Hierbij het eerste verhaaltje op mijn reisblog. Het regent hier als de gekke dus nu heb ik even de tijd om jullie een verhaaltje te sturen. Afgelopen woensdagmorgen ben ik hier in Bangkok aangekomen. Nadat ik naar het 'New road guesthouse' was getransporteerd heb ik mijn spullen in mijn kamer gelegd en ben Bangkok gaan verkennen.
Bangkok is een aardige heksenketel, maar het enorm drukke verkeer, het wisselvallige weer en de drukke Aziaatjes maken het bij elkaar een gave ervaring.
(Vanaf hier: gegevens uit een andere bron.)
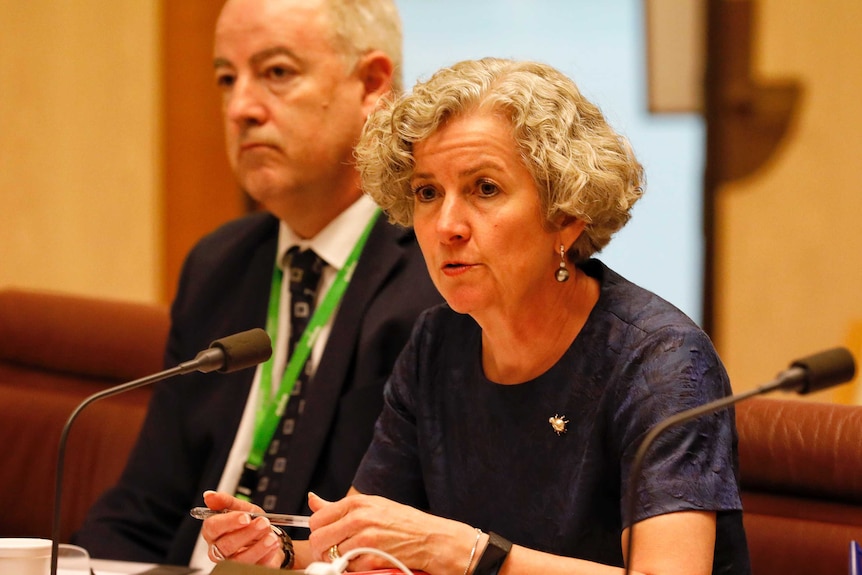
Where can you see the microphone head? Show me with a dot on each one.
(825, 369)
(243, 349)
De eerste dag ben ik met een paar andere Nederlanders de stad in geweest. We hebben een beetje door de stad gedwaald, langs Khao San Road (waar het overdag nog rustig is.) Met een soort boottaxi is alles gemakkelijk te bereiken. 's Avonds zijn we naar de skybar geweest, bekend uit The Hangover 2. ;) Daarna nog naar de nightmarket geweest, een mix van maandagmarkt en bordeel. Daar zie je dingen waarvan je niet wist dat ze bestonden.
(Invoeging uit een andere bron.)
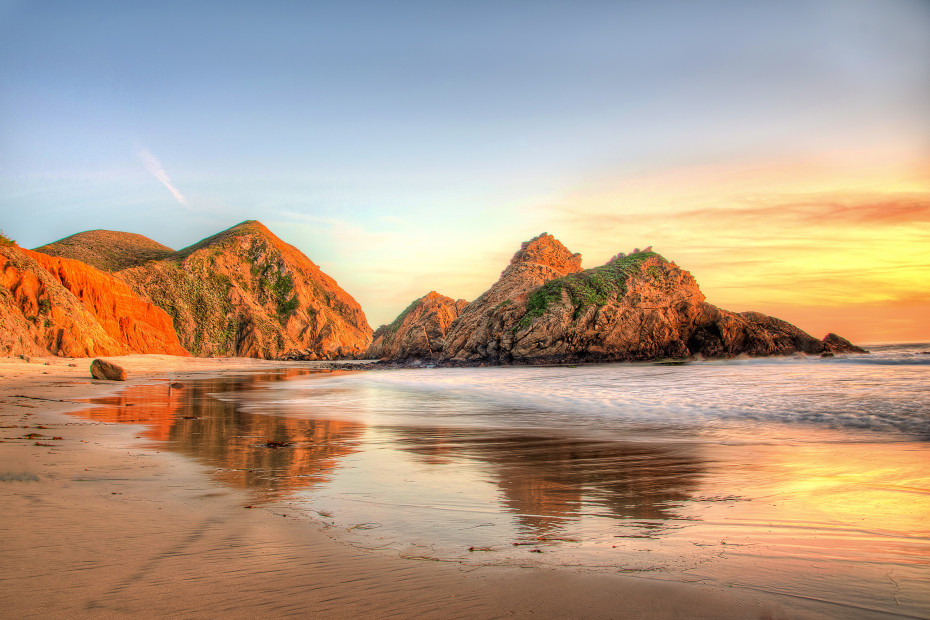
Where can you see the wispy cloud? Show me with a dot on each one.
(154, 166)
De tweede dag was een beetje een drama voor mij. Ik ben alleen weggegaan om wat spullen te kopen en dollars te halen voor een visum. Op een klein marktje is mijn portefueille uit een dichte zak gejat. Met mijn creditcard en pinpas. Daar ben ik wel ff zuur van. Vooral omdat ik ze alleen voor de dollars mee had genomen de stad in. Gelukkig wilden de andere Nederlanders mij wel wat geld lenen. Ik ben met de bank aan het overleggen hoe dat nu verder moet.Misschien vatte de taxichauffeur het nog wel het best samen met zijn gevleugelde; Oh my Buddha!!! 's Avonds zijn we naar Khao San Road geweest, een gezellige mix van drank, winkeltjes met gefrituurde insecten, tattooshops, bars en nog eens drank. Een mooie manier om de zinnen te verzetten.
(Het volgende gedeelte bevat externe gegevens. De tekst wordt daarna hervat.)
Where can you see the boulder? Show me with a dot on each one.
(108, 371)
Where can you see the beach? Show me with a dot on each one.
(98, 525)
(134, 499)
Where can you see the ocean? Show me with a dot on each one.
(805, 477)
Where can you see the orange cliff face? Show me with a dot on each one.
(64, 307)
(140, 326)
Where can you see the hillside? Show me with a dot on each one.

Vandaag heb ik samen met Ray ( een hostelgenoot uit de Phillipijnen) een aantal tempels in de stad bezocht. Deze tempels zijn heel erg mooi en heel erg goud. Omdat dit Azie is ging het plotsklaps regenen zodat we door enkelhoge plassen terug naar het hostel moesten rennen. Dit is achteraf gezien best grappig. Straks gaan we even wat eten, hij wil mij de Aziatische keuken laten proeven. Ben benieuwd.